3) How do you manage and grow customer expectations?
“Fast, convenient, and friendly service is always the best way to interact with the vast majority of customers,” said Jones.
“We’ve just started a new monthly email campaign called ‘Did You Know’ that every month sends out useful information to our customers for everyday experiences,” said Foley. “We utilize mobile apps and Customer Connect to enhance our technology and make it easier for our customers to engage in their garment care.”
“I have heard plenty of horror stories from wanting to drop off garments, making a special request and hearing no. Even if we can’t do something we don’t tell a customer a straight no. We offer suggestions or other options that may take care of their needs,” said Panther. “If they have 20 pieces they need in a few hours we can ask them if there are two-to-three items they need now and the rest we can turn around in a day or two” he said. “If they need a rush at three p.m. we can tell them we open at seven a.m. the next morning and will have it ready then. None of these have involved starting a route, having an app, or adding any services.”
4) What are some ways to get started making drycleaning services more convenient?

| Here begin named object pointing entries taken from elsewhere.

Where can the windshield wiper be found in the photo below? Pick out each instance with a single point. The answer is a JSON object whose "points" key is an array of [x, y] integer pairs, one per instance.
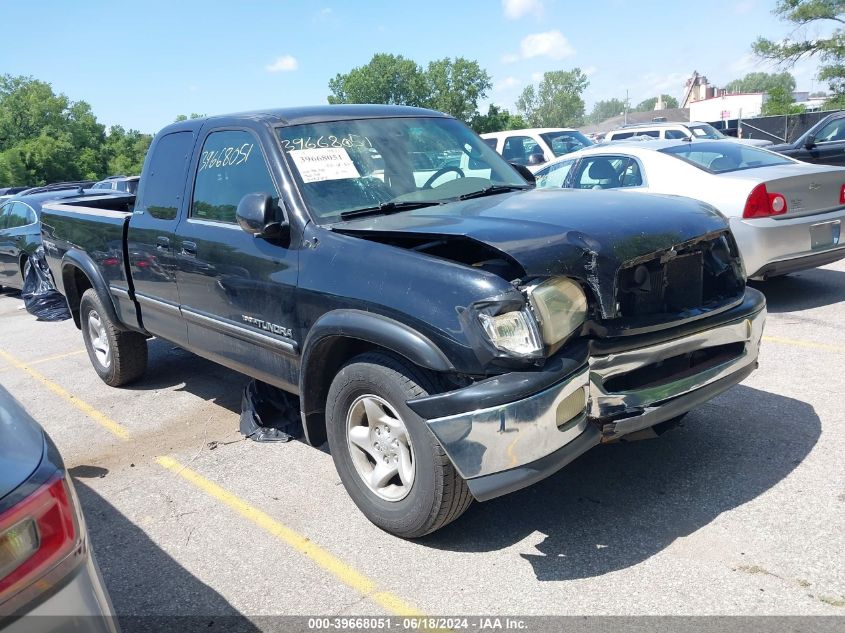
{"points": [[492, 190], [388, 207]]}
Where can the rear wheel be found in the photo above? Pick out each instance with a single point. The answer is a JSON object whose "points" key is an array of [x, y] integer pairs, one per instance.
{"points": [[390, 463], [118, 356]]}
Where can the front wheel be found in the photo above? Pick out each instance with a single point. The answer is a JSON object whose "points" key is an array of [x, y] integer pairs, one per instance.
{"points": [[118, 356], [390, 463]]}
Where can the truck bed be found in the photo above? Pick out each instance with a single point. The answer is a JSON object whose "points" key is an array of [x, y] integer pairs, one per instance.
{"points": [[95, 225]]}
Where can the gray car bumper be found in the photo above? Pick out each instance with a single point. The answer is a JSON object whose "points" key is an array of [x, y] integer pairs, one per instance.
{"points": [[502, 448]]}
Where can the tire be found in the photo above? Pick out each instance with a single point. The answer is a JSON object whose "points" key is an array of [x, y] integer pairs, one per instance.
{"points": [[437, 494], [118, 356]]}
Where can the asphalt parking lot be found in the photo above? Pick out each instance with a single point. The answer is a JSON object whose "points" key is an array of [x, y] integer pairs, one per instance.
{"points": [[741, 510]]}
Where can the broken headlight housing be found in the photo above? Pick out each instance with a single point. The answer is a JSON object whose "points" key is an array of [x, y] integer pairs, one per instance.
{"points": [[560, 306], [513, 332]]}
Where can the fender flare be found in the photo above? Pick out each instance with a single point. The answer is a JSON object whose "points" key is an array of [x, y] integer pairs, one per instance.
{"points": [[359, 325], [76, 258]]}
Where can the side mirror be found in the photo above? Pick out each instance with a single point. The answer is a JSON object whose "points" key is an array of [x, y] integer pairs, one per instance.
{"points": [[524, 172], [256, 214]]}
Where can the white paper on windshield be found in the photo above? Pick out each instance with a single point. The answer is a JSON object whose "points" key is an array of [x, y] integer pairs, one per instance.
{"points": [[324, 163]]}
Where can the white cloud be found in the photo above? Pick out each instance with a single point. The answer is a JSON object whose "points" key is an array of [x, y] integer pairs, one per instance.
{"points": [[283, 64], [744, 6], [549, 44], [515, 9]]}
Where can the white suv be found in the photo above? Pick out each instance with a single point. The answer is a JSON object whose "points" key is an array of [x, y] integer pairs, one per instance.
{"points": [[694, 130], [535, 146]]}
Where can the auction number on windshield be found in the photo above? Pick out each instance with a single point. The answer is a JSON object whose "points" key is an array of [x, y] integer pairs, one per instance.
{"points": [[313, 142], [225, 156]]}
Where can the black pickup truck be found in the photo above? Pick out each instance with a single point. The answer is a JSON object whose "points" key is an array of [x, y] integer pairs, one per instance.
{"points": [[451, 331]]}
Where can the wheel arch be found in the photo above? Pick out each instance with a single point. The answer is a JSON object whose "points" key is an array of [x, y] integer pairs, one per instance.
{"points": [[339, 336], [79, 273]]}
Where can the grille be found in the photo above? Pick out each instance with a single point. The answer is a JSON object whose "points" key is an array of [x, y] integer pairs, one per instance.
{"points": [[695, 277]]}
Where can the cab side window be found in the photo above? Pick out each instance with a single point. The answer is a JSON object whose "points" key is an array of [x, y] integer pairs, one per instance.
{"points": [[19, 215], [164, 178], [231, 166]]}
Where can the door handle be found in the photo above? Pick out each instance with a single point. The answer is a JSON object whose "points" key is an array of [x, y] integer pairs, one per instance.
{"points": [[189, 249]]}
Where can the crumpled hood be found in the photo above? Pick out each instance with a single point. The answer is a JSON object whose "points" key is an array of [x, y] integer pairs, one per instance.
{"points": [[587, 235]]}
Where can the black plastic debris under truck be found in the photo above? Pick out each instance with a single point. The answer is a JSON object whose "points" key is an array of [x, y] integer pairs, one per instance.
{"points": [[453, 332]]}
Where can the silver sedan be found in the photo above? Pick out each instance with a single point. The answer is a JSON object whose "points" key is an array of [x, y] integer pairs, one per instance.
{"points": [[786, 215]]}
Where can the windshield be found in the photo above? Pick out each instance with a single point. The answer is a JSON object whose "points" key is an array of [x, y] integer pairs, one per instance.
{"points": [[346, 166], [705, 130], [565, 142], [724, 156]]}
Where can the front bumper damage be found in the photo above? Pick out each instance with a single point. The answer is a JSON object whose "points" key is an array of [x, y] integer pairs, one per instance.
{"points": [[525, 426]]}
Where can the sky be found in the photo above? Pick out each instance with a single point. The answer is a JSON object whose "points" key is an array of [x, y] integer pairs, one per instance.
{"points": [[141, 64]]}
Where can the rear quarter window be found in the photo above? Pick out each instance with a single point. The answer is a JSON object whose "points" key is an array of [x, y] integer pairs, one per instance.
{"points": [[164, 179], [721, 157]]}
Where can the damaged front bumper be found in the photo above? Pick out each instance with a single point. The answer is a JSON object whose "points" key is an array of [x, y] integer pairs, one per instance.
{"points": [[510, 431]]}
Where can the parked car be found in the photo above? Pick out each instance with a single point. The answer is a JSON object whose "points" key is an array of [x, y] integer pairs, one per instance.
{"points": [[8, 192], [47, 566], [823, 143], [124, 184], [535, 146], [453, 334], [676, 130], [786, 215], [20, 231]]}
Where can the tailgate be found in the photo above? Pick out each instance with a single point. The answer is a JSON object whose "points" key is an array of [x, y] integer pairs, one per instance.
{"points": [[809, 193]]}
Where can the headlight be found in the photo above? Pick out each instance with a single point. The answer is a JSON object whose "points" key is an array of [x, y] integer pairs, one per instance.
{"points": [[514, 332], [560, 306]]}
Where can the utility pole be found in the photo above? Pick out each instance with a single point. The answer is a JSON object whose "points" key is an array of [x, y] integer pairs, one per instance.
{"points": [[626, 108]]}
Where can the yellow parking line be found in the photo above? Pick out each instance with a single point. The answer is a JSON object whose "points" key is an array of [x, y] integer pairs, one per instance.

“We offer a customer tool called ‘On-My-Way’,” said Jones. “This can be used to announce that the customer is on the way for a curbside pickup, drive-thru pickup, or express service pickup at a retail counter. Customers simply use the branded app, website, or SMS/text message to inform the store they are on the way. The counter staff is notified that the customer is on the way and gets the items ready for pickup. This provides many options for customer convenience.
“Some customers also have express racks in the store,” Jones continued. “They simply go to the express rack found in the lobby of the store and grab their orders/garments for a touchless pickup. The other process that customers think is convenient is the contactless method of payment. This can be a credit card on file or the use of contactless payments at the counter/drive-thru. Chip-based cards, Apple Pay, and Google Pay offer convenient contactless payment processes for the customer.”
“In this environment it’s about options that make customers comfortable,” said Panther. “We can deliver, take your clothes to your car, put them in a locker we have in the lobby, or have them ready when you come in to expedite your time inside. All of these create convenience options for customers without requiring us to do much outside our normal process. Convenience is less about the services you offer and more about the mindset.”